Resumindo: abrir a mente, abolir o preconceito, deixar de se sentir vítima e não imaginar que a dificuldade no relacionamento está somente com a outra pessoa, pois não há vencedor e nem perdedor em uma relação. Em caso de dificuldades não superadas quem perde são os dois, afinal de contas cada pessoa dentro de um relacionamento traz uma bagagem de vivências e experiências, muitas delas geradas no seio da família ou ainda vinculadas à origem social, as quais ficam evidenciadas quando colocadas frente a frente com as circunstâncias similares da outra pessoa, condição essa que se não for assimilada por ambas as partes poderá resultar em ruptura da relação afetiva.

Questões vinculadas à expectativa, à insegurança, ao excesso de cobrança ou à falta da valorização própria contribuem para o desgaste do relacionamento.
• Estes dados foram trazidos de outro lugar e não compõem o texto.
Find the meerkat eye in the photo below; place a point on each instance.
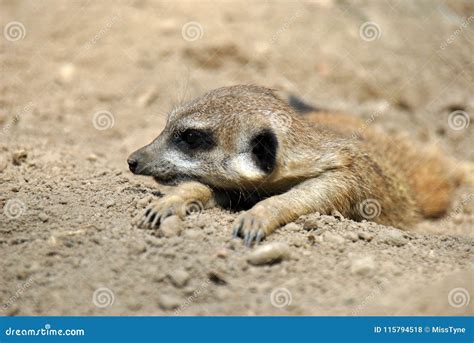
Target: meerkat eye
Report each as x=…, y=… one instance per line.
x=192, y=139
x=264, y=150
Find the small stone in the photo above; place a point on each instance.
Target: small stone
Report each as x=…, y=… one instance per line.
x=179, y=278
x=92, y=157
x=43, y=217
x=137, y=248
x=142, y=203
x=333, y=238
x=362, y=265
x=393, y=237
x=19, y=157
x=168, y=301
x=366, y=236
x=352, y=236
x=291, y=227
x=193, y=234
x=269, y=253
x=109, y=203
x=171, y=226
x=222, y=253
x=66, y=73
x=311, y=224
x=15, y=189
x=3, y=163
x=147, y=98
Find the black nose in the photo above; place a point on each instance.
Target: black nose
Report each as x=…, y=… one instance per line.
x=132, y=164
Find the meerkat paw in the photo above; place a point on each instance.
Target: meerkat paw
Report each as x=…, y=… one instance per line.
x=162, y=208
x=252, y=227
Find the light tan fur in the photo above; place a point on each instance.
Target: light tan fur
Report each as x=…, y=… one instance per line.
x=325, y=162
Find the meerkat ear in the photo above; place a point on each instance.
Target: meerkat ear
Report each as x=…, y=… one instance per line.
x=264, y=149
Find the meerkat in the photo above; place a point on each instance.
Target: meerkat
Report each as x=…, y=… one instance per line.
x=244, y=147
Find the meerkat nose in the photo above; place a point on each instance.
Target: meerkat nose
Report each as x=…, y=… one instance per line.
x=132, y=164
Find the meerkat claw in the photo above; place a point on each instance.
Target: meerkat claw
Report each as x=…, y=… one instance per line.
x=260, y=236
x=236, y=230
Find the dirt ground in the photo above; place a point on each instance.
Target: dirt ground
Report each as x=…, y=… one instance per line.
x=85, y=83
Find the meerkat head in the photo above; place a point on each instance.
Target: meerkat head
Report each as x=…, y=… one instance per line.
x=229, y=138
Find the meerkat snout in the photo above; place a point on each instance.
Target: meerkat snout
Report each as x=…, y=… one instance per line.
x=217, y=139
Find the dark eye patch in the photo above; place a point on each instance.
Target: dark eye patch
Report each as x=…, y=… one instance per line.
x=264, y=149
x=192, y=139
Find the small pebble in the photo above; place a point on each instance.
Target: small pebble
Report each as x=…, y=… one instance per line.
x=43, y=217
x=269, y=253
x=193, y=234
x=92, y=157
x=291, y=227
x=110, y=203
x=393, y=237
x=3, y=163
x=137, y=248
x=171, y=226
x=19, y=157
x=179, y=278
x=352, y=236
x=222, y=253
x=168, y=301
x=362, y=265
x=333, y=238
x=143, y=202
x=66, y=73
x=366, y=236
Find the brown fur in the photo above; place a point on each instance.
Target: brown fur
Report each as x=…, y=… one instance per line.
x=325, y=162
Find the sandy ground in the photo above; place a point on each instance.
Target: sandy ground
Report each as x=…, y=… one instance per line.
x=84, y=83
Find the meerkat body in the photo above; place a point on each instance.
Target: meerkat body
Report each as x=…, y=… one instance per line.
x=243, y=145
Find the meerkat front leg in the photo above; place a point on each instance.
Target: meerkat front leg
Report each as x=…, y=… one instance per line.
x=321, y=194
x=180, y=201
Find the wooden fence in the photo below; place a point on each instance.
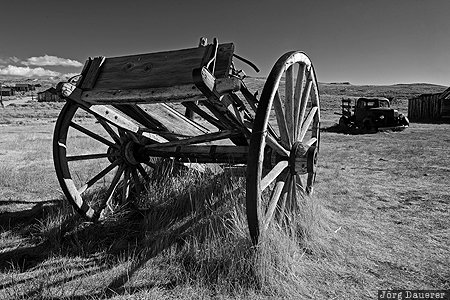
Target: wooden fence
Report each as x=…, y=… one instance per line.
x=425, y=108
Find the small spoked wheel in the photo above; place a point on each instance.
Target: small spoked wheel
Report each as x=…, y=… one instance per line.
x=96, y=162
x=284, y=145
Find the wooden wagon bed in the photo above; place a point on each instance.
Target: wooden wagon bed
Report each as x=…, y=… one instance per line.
x=188, y=106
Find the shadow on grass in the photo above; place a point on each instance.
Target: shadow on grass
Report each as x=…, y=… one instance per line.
x=347, y=130
x=174, y=214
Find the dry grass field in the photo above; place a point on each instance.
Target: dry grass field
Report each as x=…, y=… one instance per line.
x=379, y=219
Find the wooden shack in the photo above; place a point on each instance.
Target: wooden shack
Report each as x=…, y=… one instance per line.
x=430, y=107
x=49, y=95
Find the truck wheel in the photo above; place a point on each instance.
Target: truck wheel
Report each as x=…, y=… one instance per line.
x=403, y=120
x=343, y=123
x=368, y=125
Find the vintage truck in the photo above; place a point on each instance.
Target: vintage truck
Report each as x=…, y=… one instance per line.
x=371, y=114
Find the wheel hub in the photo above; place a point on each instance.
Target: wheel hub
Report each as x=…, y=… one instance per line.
x=303, y=159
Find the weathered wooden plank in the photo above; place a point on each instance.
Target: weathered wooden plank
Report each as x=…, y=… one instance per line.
x=181, y=93
x=174, y=121
x=206, y=138
x=92, y=73
x=161, y=69
x=203, y=153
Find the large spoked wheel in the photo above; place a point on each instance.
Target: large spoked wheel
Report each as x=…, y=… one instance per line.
x=95, y=162
x=284, y=145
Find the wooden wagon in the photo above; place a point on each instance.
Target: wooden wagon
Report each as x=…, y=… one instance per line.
x=124, y=111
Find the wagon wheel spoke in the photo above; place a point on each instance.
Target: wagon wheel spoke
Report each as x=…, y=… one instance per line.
x=303, y=104
x=276, y=146
x=289, y=102
x=106, y=201
x=299, y=183
x=307, y=123
x=137, y=181
x=109, y=129
x=126, y=185
x=286, y=138
x=273, y=174
x=298, y=97
x=144, y=173
x=97, y=177
x=274, y=199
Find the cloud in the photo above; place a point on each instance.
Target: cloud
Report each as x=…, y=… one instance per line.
x=50, y=60
x=9, y=60
x=27, y=71
x=69, y=75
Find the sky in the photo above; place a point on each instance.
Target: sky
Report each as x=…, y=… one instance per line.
x=358, y=41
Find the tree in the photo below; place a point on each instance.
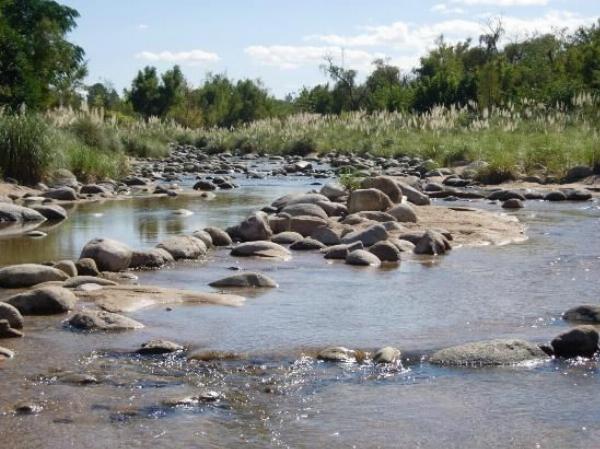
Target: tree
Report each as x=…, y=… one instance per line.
x=39, y=67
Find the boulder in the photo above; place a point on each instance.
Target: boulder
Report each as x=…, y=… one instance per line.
x=219, y=236
x=581, y=341
x=360, y=257
x=491, y=352
x=260, y=249
x=28, y=275
x=44, y=301
x=109, y=255
x=92, y=320
x=12, y=315
x=183, y=247
x=403, y=213
x=386, y=184
x=244, y=280
x=368, y=199
x=368, y=236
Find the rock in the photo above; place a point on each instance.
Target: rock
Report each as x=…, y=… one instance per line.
x=52, y=212
x=150, y=258
x=584, y=314
x=108, y=254
x=12, y=315
x=255, y=227
x=491, y=352
x=581, y=341
x=432, y=243
x=368, y=236
x=360, y=257
x=68, y=266
x=304, y=209
x=43, y=301
x=385, y=251
x=512, y=203
x=183, y=247
x=14, y=213
x=28, y=275
x=218, y=236
x=555, y=195
x=92, y=320
x=403, y=213
x=387, y=355
x=337, y=354
x=386, y=184
x=341, y=251
x=87, y=267
x=307, y=244
x=61, y=193
x=368, y=199
x=260, y=249
x=154, y=347
x=287, y=237
x=244, y=280
x=7, y=332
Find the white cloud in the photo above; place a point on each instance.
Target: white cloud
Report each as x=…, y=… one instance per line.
x=293, y=57
x=192, y=57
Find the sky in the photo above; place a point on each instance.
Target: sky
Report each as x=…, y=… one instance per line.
x=284, y=42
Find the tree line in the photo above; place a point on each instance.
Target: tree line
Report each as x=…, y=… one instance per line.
x=41, y=69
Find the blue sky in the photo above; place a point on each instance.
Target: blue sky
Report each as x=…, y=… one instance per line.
x=284, y=42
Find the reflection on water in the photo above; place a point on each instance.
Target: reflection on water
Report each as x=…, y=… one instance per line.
x=276, y=397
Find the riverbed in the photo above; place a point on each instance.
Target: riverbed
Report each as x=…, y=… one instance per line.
x=277, y=394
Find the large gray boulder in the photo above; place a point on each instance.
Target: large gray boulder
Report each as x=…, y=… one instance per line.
x=491, y=352
x=44, y=301
x=28, y=275
x=109, y=255
x=368, y=199
x=183, y=247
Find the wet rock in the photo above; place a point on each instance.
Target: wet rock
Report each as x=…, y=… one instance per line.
x=260, y=249
x=219, y=237
x=8, y=332
x=403, y=213
x=14, y=213
x=385, y=251
x=581, y=341
x=12, y=315
x=109, y=255
x=44, y=301
x=68, y=266
x=491, y=352
x=584, y=314
x=337, y=354
x=386, y=184
x=432, y=243
x=244, y=280
x=286, y=238
x=92, y=320
x=368, y=199
x=154, y=347
x=52, y=212
x=183, y=247
x=150, y=258
x=28, y=275
x=61, y=193
x=512, y=203
x=360, y=257
x=368, y=236
x=386, y=355
x=87, y=267
x=307, y=244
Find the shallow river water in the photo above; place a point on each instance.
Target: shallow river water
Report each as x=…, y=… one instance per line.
x=279, y=396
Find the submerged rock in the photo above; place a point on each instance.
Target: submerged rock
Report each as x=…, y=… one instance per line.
x=490, y=352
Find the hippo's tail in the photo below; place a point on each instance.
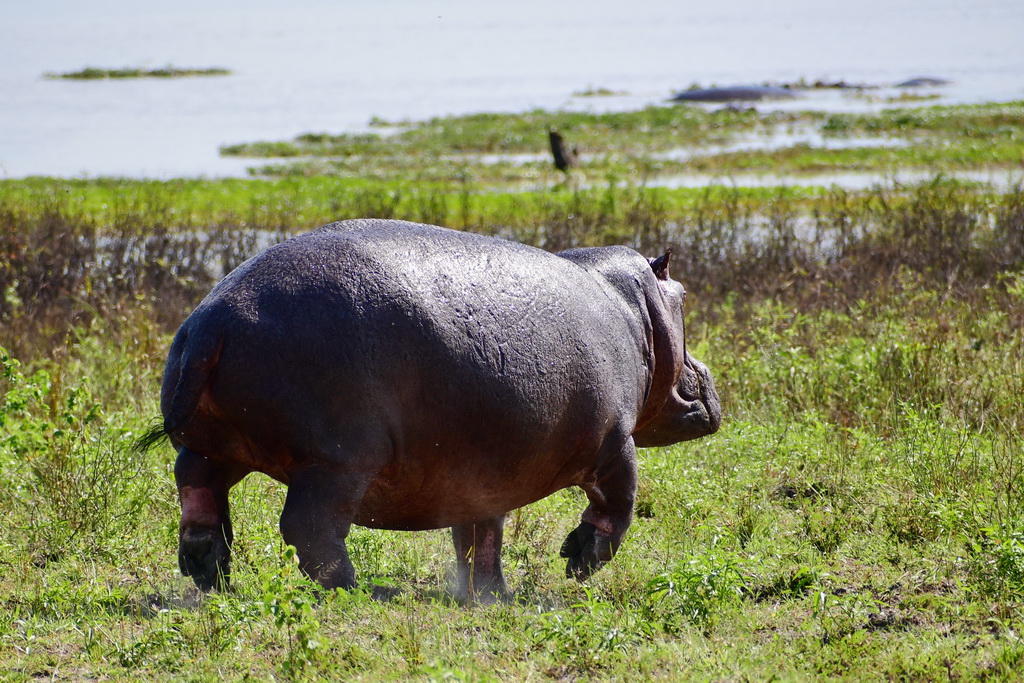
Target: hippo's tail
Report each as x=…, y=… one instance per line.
x=190, y=367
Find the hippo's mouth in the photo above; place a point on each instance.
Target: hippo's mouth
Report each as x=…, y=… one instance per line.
x=692, y=411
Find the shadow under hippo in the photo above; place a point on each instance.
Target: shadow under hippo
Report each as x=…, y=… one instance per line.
x=410, y=377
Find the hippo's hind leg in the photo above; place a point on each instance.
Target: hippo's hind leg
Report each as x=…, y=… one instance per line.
x=316, y=518
x=611, y=491
x=205, y=531
x=478, y=552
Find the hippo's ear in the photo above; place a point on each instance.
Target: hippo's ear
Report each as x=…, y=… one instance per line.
x=660, y=265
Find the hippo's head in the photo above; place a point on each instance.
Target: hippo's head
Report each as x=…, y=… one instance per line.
x=682, y=403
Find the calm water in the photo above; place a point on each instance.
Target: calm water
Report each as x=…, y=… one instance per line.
x=331, y=66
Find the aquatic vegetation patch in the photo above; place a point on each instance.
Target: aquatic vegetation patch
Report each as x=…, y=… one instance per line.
x=96, y=73
x=510, y=151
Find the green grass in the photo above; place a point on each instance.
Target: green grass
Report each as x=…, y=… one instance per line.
x=858, y=516
x=95, y=73
x=445, y=152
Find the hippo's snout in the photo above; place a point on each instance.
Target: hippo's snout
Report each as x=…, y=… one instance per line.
x=693, y=410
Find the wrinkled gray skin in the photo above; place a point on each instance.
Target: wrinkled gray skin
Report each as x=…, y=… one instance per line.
x=409, y=377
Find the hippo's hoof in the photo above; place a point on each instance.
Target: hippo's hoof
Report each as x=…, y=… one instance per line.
x=203, y=554
x=581, y=547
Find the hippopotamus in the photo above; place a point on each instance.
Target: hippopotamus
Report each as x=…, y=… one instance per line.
x=401, y=376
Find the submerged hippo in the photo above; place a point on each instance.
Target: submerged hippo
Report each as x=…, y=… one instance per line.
x=410, y=377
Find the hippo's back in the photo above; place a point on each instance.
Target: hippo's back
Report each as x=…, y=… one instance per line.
x=422, y=352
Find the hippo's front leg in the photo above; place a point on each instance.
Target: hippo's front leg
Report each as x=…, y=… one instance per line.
x=205, y=531
x=478, y=552
x=611, y=492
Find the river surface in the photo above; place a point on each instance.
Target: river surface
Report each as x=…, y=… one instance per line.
x=314, y=66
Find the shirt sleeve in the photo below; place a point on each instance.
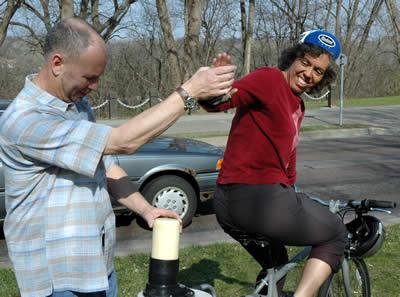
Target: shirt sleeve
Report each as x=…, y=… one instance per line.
x=75, y=145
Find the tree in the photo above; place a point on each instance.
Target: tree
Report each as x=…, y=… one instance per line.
x=395, y=18
x=247, y=22
x=7, y=9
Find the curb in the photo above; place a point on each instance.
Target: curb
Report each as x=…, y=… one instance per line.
x=220, y=141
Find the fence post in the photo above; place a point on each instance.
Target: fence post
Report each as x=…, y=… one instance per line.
x=113, y=109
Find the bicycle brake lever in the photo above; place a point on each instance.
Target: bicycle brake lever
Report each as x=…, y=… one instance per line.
x=381, y=210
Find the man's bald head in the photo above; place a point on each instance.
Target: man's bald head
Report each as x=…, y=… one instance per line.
x=71, y=37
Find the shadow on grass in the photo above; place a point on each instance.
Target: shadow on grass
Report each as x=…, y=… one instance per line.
x=206, y=272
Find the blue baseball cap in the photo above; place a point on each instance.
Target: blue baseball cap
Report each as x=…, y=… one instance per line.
x=323, y=39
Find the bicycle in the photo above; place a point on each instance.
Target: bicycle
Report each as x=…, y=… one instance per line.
x=366, y=236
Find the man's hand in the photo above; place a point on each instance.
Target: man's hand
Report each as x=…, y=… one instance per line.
x=151, y=213
x=221, y=60
x=214, y=81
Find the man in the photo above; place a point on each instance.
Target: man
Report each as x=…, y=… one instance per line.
x=60, y=227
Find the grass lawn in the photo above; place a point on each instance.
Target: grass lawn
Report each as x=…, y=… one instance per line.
x=232, y=272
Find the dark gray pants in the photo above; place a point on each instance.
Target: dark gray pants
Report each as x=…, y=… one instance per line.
x=284, y=217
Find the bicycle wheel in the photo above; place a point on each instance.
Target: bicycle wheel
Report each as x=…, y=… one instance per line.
x=358, y=281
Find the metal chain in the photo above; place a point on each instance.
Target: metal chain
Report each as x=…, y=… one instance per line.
x=319, y=98
x=101, y=105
Fica então a sugestão para que seja exercida a humildade, a qual é uma virtude com que manifestamos o sentimento de nossas fraquezas e limitações, pois a partir do momento que se passa a reconhecer as próprias limitações se torna mais fácil aceitar as fraquezas do outro, pois desse modo passa a se exercitar de uma forma direta a empatia, que é a condição de se colocar no lugar do outro diante das situações que vierem a se apresentar, pois de acordo com as regras fraternais, dentro do conceito de família, um apoia e defende o outro, fortalecendo dessa maneira a cumplicidade.

Para o Espiritismo os relacionamentos afetivos se classificam em Afins (parceiros simpáticos, pouco comum), Transcendentais (afins com grande missão), Provacionais (a grande maioria), Sacrificiais (grande diferença evolutiva entre os cônjuges) e Acidentais (não programados no mundo espiritual). Independente da classificação, os casamentos com as suas respectivas dificuldades são oportunidades de evolução, ressaltando que antes de qualquer prova a que formos submetidos é bom salientar que o Criador deseja a felicidade de cada um.

Edu Medeiros - Um Amigo do Bem, 15/06/2013.